Third and Fourth Stanza
The third and final stanza brings the theme of wanderlust to the forefront. Masefield speaks of the “vagrant gypsy life” and expresses a desire for a “laughing fellow-rover”. This final quatrain is full of positive imagery like “merry yarn” and “sweet dream”. However, the poet refrains from painting an idyllic picture of a life at sea with the use of the expression “the wind’s like a whetted knife”: a powerful image which stands out by way of its alliteration and the sudden introduction of this sharp, violent object. In addition, Masefield mentions the wind in all three of the poem’s stanzas, perhaps to draw attention to the way in which ships are influenced both by man and by two of the most powerful natural forces: the sea and the wind. Here, we can sum up the central message of the poem: a life at sea is full of contrasts – cruel winds and wild waves in perfect harmony together with the sweet and endless freedom it allows.
The last line of the poem broadens the scope of the theme, as it is slightly ambiguous in nature. The word “trick” in sailing terms refers to a watch at sea: four hours watching and eight hours resting. We may take it at face value and assume Masefield is again drawing attention to the simplicity of a life at sea, emphasised by the wonderful balance between work and rest. However, if we step back and take into account the universal nature of the two principal themes – the draw of the sea and the desire to travel – we may see the “long trick” as a reference to life in general, and “quiet sleep” as a peaceful death, allowing for a “sweet dream”, which is knowing we may rest in the afterlife in the knowledge that we worked well and lived truly. In that sense, the whole poem may be seen as a metaphor for life; with the sea representing a modest and humble way to live, more in touch with nature and therefore better equipped to deal with any storms that may come our way.

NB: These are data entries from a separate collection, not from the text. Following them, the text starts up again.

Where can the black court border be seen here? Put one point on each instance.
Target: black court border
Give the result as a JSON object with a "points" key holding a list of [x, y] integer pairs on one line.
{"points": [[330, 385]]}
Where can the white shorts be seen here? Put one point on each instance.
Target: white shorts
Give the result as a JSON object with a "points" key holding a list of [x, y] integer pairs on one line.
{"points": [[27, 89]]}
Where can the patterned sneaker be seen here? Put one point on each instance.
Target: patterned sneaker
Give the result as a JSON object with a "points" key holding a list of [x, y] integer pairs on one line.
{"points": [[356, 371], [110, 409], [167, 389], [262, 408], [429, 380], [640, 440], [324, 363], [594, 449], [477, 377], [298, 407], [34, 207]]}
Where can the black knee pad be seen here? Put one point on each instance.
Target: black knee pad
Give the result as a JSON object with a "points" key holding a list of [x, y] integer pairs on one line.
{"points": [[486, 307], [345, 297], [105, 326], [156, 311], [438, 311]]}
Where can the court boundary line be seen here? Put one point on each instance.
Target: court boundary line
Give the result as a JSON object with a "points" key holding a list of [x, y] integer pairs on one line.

However, the poem is undeniably a demonstration of the poet’s love for the sea and the life of a sailor. It is the poem’s modest simplicity and the relatable nature of these themes that allow us to draw certain conclusions from it with regards to our individual lives, a fact that makes the poem truly a work of art.
About John Masefield
John Masefield was a British novelist, playwright and poet born on the 1st June 1878 in Herefordshire, England. Both his parents died before he turned six and he grew up under the care of his aunt, a woman who did not approve of his addiction to reading, which he developed at a young age. In 1891 he began a life at sea and spent several years aboard the HMS Conway, where he spent a lot of time reading and writing. In 1895, after a brief illness, he boarded a boat destined for New York, however his passion for writing led him to abandon ship upon its arrival in the US and he spent several years living the life of a drifter. He returned to England in 1897 where he married, had children, and embarked upon what would later be a successful career as a writer. Sea-Fever appears in his first book of collected works, Salt-Water Ballads, published in 1902. In 1912 he was awarded the annual Edmond de Polignac Prize and was Poet Laureate of the United Kingdom from 1930 until his death in 1967, the second longest period of office ever held, after Tennyson. Masefield promoted poetry throughout his life and organised competitions, prizes and annual recitals.